The Federal Motor Carrier Safety Administration regulates commercial vehicles. (via Wikipedia)
The US Department of Transportation ostensibly pulled Max Salvage’s license in a safety audit. The full details of Max Salvage’s situation are not clear. A spokesperson for the Federal Motor Carrier Safety Administration said inactive records are not easily retrieved. A Freedom of Information Act request for the file is pending.
Sullivan’s statement did not address the front loader, OSHA or the USDOT license.

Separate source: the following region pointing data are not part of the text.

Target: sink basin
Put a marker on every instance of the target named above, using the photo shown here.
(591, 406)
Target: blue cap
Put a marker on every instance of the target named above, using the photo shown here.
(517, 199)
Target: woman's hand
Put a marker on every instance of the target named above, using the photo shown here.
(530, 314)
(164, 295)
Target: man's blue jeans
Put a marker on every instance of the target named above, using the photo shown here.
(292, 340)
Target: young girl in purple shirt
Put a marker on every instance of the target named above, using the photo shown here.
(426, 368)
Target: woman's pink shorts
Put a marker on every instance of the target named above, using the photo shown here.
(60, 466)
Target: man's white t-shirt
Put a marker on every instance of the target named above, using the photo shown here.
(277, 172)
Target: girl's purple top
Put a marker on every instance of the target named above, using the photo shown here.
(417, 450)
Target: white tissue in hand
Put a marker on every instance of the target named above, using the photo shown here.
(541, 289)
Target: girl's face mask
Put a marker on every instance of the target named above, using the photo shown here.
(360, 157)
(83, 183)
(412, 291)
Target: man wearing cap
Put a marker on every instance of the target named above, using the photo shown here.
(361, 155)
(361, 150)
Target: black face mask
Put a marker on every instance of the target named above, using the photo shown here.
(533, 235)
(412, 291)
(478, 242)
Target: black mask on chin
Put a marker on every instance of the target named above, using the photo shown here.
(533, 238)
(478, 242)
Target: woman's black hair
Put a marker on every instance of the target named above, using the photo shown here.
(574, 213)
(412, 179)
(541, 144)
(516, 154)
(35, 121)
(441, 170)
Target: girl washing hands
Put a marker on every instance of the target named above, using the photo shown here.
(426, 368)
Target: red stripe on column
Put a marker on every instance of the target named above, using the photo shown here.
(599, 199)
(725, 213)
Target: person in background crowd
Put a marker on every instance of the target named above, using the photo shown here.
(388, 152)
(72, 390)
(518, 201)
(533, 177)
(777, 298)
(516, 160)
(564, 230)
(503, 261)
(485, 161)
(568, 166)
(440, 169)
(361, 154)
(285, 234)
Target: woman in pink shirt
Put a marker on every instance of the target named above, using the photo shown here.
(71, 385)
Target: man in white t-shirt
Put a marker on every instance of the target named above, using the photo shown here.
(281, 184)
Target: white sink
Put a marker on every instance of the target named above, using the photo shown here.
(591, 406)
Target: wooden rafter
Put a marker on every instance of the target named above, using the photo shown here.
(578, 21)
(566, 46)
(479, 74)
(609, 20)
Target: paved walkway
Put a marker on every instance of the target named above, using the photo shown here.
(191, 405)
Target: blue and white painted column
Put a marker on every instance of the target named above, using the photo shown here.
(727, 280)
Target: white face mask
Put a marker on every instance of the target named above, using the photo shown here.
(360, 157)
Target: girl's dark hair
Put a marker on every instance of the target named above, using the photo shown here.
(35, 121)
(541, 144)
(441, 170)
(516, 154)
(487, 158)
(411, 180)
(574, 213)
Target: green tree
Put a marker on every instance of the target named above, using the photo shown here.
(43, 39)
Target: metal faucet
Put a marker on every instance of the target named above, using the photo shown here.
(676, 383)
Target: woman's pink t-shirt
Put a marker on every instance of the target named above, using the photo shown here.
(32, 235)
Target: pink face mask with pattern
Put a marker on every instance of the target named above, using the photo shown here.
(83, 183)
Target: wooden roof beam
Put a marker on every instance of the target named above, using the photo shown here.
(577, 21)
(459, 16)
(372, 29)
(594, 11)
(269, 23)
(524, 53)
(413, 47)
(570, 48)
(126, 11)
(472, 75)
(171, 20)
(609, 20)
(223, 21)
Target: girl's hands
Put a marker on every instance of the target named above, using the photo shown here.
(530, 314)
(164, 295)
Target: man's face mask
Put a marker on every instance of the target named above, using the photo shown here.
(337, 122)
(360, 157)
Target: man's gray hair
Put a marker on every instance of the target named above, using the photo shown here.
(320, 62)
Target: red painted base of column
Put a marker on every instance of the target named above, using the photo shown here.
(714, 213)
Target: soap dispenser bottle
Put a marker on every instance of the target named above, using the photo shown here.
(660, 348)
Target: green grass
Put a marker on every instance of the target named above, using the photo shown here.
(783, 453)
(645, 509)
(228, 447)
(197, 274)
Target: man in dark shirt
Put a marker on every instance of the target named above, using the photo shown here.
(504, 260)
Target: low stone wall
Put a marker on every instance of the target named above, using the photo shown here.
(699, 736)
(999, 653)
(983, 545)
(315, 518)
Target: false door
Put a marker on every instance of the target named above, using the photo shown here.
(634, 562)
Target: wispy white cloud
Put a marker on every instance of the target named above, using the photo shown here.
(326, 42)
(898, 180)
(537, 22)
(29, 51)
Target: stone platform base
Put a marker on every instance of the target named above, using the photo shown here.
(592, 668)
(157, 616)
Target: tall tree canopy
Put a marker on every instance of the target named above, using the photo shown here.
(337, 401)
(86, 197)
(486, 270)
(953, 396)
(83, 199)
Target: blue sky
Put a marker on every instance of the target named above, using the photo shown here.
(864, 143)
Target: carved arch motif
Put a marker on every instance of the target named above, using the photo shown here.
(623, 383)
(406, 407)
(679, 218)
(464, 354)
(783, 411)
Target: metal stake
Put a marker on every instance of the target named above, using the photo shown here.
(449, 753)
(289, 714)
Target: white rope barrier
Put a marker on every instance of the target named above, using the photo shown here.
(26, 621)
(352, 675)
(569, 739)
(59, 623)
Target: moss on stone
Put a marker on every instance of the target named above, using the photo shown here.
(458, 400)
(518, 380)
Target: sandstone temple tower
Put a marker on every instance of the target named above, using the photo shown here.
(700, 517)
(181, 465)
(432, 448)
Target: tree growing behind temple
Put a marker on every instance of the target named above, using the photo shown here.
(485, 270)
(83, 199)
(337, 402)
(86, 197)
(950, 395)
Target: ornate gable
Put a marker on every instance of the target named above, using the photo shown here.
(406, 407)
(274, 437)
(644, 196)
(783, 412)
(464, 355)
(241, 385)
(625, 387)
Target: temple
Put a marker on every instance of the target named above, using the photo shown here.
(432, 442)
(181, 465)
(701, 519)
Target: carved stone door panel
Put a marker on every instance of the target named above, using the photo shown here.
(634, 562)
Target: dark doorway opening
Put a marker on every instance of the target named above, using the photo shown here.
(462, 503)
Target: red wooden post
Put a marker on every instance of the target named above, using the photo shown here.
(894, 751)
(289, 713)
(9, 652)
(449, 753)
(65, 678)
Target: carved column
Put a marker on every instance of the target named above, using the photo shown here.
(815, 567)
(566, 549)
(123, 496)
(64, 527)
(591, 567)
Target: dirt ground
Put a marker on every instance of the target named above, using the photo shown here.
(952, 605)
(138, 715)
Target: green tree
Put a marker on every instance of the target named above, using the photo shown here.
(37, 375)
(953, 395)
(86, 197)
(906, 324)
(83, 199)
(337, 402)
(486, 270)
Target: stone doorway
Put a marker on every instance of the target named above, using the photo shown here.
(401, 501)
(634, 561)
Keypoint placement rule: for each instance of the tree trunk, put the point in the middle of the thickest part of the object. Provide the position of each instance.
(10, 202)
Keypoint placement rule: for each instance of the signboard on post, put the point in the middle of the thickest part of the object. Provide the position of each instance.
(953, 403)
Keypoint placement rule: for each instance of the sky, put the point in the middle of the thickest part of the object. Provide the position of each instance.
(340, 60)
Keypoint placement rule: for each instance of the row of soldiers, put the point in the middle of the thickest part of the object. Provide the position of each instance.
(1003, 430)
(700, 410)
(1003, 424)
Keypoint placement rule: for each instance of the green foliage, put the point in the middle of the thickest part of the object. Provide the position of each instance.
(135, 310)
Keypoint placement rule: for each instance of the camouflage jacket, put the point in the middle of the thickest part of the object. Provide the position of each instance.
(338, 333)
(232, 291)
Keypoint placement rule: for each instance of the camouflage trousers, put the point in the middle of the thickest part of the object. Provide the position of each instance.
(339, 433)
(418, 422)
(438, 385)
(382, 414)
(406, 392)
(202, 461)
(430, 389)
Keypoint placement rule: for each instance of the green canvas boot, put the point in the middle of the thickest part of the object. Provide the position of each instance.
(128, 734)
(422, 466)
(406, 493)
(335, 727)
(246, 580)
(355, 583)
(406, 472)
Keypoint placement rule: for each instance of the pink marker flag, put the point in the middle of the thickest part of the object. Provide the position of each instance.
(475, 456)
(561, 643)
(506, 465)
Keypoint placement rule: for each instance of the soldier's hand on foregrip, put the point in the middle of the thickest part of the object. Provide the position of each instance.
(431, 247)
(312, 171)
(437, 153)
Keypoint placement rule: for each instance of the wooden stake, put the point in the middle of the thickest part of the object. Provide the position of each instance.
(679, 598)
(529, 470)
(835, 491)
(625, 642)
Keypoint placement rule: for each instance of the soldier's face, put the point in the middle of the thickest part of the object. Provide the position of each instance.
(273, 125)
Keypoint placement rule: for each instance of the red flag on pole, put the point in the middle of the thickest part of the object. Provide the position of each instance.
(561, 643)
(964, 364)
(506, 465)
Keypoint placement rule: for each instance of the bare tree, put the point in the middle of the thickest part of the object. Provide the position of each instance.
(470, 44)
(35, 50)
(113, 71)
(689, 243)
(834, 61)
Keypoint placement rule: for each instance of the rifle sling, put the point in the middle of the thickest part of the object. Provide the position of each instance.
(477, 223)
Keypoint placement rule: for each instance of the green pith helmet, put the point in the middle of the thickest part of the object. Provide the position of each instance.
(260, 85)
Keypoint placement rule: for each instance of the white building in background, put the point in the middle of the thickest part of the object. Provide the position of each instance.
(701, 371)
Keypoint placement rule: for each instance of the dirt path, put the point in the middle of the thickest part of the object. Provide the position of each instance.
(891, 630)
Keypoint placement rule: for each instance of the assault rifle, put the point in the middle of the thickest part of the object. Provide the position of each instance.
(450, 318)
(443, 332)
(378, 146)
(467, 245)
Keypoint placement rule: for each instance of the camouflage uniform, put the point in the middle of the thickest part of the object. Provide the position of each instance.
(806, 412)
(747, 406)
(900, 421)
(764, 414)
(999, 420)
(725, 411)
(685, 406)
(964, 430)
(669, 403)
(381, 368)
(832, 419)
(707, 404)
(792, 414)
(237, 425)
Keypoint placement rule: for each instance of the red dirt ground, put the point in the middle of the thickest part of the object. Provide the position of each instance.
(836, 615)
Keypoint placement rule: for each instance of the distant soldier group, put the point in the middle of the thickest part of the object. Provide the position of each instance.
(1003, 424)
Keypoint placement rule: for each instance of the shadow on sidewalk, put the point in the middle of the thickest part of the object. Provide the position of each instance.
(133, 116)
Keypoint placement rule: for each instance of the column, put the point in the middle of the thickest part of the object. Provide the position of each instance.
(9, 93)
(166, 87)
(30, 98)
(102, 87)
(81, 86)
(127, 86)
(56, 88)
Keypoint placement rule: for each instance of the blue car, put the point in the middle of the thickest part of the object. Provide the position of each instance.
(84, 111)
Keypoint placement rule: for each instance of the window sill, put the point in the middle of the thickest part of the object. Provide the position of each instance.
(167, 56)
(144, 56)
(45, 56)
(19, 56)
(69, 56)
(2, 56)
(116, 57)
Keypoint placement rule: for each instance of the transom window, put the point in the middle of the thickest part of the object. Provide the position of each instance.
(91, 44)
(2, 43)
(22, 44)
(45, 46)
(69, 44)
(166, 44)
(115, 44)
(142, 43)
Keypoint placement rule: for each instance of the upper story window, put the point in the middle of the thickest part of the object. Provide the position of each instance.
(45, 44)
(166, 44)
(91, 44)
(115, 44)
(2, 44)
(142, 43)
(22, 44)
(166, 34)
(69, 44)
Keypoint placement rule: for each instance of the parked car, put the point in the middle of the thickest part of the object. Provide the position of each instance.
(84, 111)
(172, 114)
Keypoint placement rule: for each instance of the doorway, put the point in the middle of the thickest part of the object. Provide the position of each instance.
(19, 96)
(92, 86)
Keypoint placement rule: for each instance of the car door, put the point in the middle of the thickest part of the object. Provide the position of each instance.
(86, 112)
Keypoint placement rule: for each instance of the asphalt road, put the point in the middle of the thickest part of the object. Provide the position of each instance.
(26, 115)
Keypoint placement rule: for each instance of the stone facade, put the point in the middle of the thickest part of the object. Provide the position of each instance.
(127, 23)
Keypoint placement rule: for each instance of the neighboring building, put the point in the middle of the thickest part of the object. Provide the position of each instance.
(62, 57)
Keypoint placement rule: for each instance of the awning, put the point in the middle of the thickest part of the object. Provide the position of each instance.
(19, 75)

Max Salvage’s status is not clear either. Google describes it as closed. Its last Facebook post was of photos of a job site on March 6, 2020, which could indicate coronavirus impact. Other businesses operate at 20 Hadley Mill Road. New owners bought the building last month and sources say they have planned a marijuana business.
Since its inception, several individuals have been Max Salvage’s president, but Sullivan had been treasurer, secretary, and CFO. In 2018, Sullivan’s name came off Max Salvage’s corporate filings Two officers, Jovany Rodriquez and Jonathan Moquin, split the vacated roles. Sullivan, now 67, said in his statement he had retired in 2018. However, a 2019 edition of BusinessWest listed Sullivan as Max Salvage’s chief executive.
In their bouts in the debaters’ ring, Sullivan has charged that Garcia was trying to use the mayor’s office as a stepping stone. Garcia countered, without directly naming Sullivan, that becoming mayor is not a retirement plan.
Max Salvage would file two more years of reports thereafter. Its last report came into the Secretary’s office in August of 2020. Seven months later, Sullivan formed his campaign account for mayor.
Sullivan ran for City Council in 2015 on his business background and, notably, by distinguishing himself from the former similarly named mayor.
In-office, Sullivan has not stood out much amid other colorful characters in Holyoke’s municipal legislature, aside from comments about the homeless he now regrets. In terms of issues regarding his background, he contested the Roman Catholic Diocese’s contention that Mater Dolorosa was unstable. He voted against a plan to buy it. The church fell to the wrecker’s ball. He has taken an interest in the city government’s own demolition and construction decisions.
Sullivan has cited his seat on the Finance Committee to address Holyoke’s financial troubles, though he has argued the same in reelection campaigns. It may not be the only relevant resume data point, anyway.
In an interview with The Republican in 2015, he said Max Salvage had rehabbed three buildings and demolished “several” others. Without apparently going into detail, he also said he had experience with the “painful process of downsizing” in the context of recession.